Lizard Point – in 2014

It’s not so much that we’ve never had weather like this before. The big difference is that severe weather is afflicting us more frequently; and so although I could try to support the ‘argument’ that climate change is fake news by citing this photo taken in 2014 and claiming that the weather has always been like this the only fact that matters is that there are many more extreme weather events than we had in the past, and it’s not down to sunspots, 5G telephone masts or Russian hackers it’s down to our profligate use of fossil fuels.

And so yesterday we were up at the allotment trying to make everything as secure as possible and then we went to the campervan to make sure it is as safe as we can make it. It’s parked within a hundred metres of the Severn Beach sea wall which, today , is the subject of red alert weather and flood warnings. Spring tide + force 10 winds always equals a storm surge so we’re paying constant attention to the mobiles for alerts . We once lived at the tidal end of the river Avon when we had the same combination of events combined with a snow melt and I’ve never seen water rise so rapidly, or menacingly. It was eerily silent as it topped the harbour walls and raced across the road towards us. Mercifully it stopped rising just a few inches below the point at which our basement would have flooded. This morning the only damage so far seems to be a flying fence from the Air BnB opposite the flat; and the scratches and dents were confined to the car which was abandoned by a previous tenant who took care to remove the plates before dumping it. At Green Park Station the glass roof – which was already in a precarious state – is shedding panes on to the ground, so probably no farmers’ market tomorrow. Ah well!
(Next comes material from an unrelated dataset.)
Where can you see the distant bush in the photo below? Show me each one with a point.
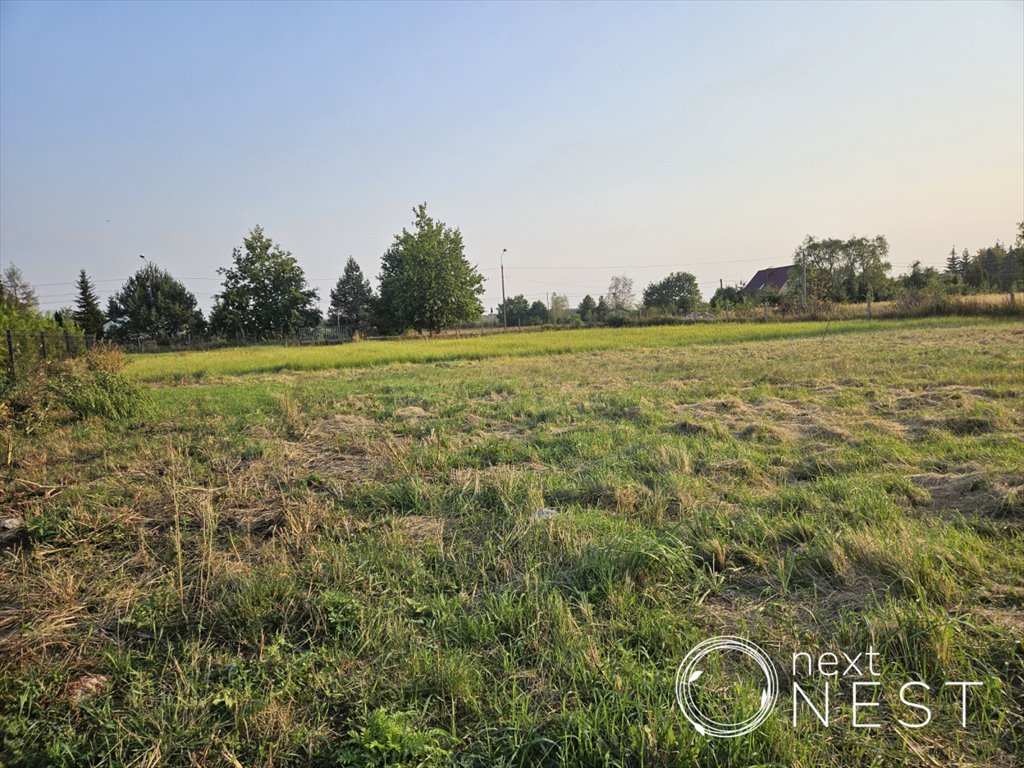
(91, 385)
This week we’ve had two named storms; the first, Dudley, affected the north of the country but today’s storm Eunice is all over the South West. It kicked off at about 7.00am and built to crescendo during the morning. Apart from the flying fence the only other casualty looks like a smallish tree across the green. These winds growl and search at the windows with a real malignancy. Opposite my window as I write this, there’s a 20′ extractor chimney above a burger joint that’s become semi-detached at the top and is waving around alarmingly. It’s all very scary.

So the question is – how can we live sane, flourishing and fulfilled lives in this insane society – or should we even try to do so? Years ago we were at the much missed Bristol Flower Show when we encountered a man in a wheelchair who’d had both of his legs amputated. He was being pushed by his son who had lovingly attached an ashtray to the arm of the chair with a jubilee clip so that his dad could carry on smoking, having no feet to stub out his dog-ends. Obviously it’s not sensible to be angry or berate either the man or his son for assisting the habit that was so obviously killing him. My reaction was to feel overwhelmed by a strange kind of hopeless compassion for someone who was being slowly killed, not entirely through his own idiocy but through human weakness and a powerful culture created and funded by the tobacco industry.
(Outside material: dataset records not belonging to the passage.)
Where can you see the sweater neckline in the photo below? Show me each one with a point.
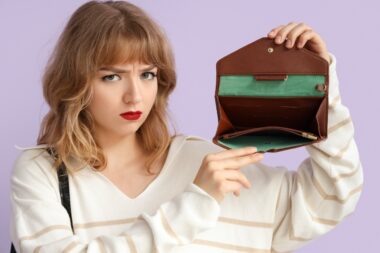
(175, 146)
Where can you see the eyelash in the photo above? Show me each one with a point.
(154, 75)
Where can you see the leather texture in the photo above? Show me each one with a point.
(64, 189)
(275, 116)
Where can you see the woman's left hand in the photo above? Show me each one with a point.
(300, 35)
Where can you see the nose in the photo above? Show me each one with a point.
(132, 90)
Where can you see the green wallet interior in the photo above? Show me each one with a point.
(245, 95)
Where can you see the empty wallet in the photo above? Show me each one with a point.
(271, 97)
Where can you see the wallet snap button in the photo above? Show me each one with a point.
(320, 87)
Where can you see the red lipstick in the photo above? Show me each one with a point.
(131, 115)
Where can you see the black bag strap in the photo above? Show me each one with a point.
(64, 189)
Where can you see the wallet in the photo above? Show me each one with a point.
(271, 97)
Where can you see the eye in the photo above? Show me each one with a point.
(148, 75)
(110, 77)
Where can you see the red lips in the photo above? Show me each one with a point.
(131, 115)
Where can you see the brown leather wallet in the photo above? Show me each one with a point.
(271, 97)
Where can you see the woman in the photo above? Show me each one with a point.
(134, 187)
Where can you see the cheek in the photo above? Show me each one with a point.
(101, 105)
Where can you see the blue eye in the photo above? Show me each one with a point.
(109, 77)
(148, 75)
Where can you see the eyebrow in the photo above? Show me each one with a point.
(117, 70)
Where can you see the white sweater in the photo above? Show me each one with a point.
(282, 211)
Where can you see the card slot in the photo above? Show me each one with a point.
(267, 138)
(271, 130)
(253, 112)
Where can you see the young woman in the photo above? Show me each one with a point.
(134, 187)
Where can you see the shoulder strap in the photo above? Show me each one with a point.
(64, 189)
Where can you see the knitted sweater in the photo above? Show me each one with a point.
(283, 210)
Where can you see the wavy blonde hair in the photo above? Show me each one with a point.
(103, 33)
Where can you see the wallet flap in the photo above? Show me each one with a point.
(264, 56)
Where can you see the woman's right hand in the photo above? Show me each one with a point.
(220, 172)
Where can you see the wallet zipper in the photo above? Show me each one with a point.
(304, 134)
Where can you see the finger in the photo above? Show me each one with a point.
(231, 186)
(295, 33)
(238, 162)
(283, 33)
(232, 153)
(235, 175)
(304, 37)
(274, 31)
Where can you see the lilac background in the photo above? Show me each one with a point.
(201, 32)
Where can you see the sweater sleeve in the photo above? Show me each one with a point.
(41, 224)
(326, 186)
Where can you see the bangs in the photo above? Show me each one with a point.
(128, 48)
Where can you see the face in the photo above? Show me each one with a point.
(119, 89)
I don’t want to spend a moment more than necessary being angry. How much time am I prepared to waste on shouting at the television and frothing with indignation – because that too is a killer! Most of us have a role in the decay of this society. We’re all a mixture; somewhere between the son and the father; and so we’re all both victim of climate change as well as being part of the problem. Nothing suits the fossil fuel lobby better than a situation where we all blame and fight against one another; cyclists against motorists, vegetarians and vegans against omnivores, city dwellers against farmers – and so on ad infinitum. In the end we all have to live in each others’ crap so let’s forget the squabbles and go after the real villains and their stooges in the press and in government. It seems to me that one way of changing things is to make sinning as difficult as possible. We should be hitting the fossil fuel corporations where it hurts them most – in the bottom line. We should go after their lobbyists – naming and shaming them for pandering to their employers. Public scorn – as we are seeing at the moment – can really wound the powerful.
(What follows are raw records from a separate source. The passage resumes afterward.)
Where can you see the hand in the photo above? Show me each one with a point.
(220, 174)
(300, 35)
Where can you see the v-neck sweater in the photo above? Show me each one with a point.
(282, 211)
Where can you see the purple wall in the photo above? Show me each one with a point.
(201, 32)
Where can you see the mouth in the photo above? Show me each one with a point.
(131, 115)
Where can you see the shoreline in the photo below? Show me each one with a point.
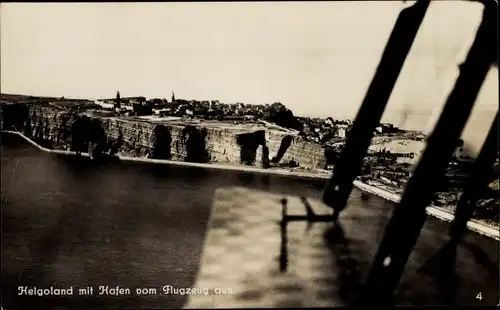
(474, 225)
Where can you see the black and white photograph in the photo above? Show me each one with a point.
(260, 154)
But we needn’t be angry – it saps the soul. With the allotment, the campervan and a hand lens in my pocket; and with a copy of the Tao te Ching somewhere to hand – I can live as sane, as flourishing and as fulfilled a life as is granted to me. Who could ask for more?

Postscript

Once the red alert had dropped to amber we went to look at the allotment and noticed a number of roof tiles near the entrance to the back door of the block where we live – any of them would have killed someone walking below. The allotment was completely hammered, with overturned sheds and broken greenhouses. Lots of glass flying about obviously. Our plot was mercifully intact but others were a sorry sight. The flood alert affecting the campervan site continues until tomorrow but we’re hoping with less wind and a smaller tidal surge we’ll be OK.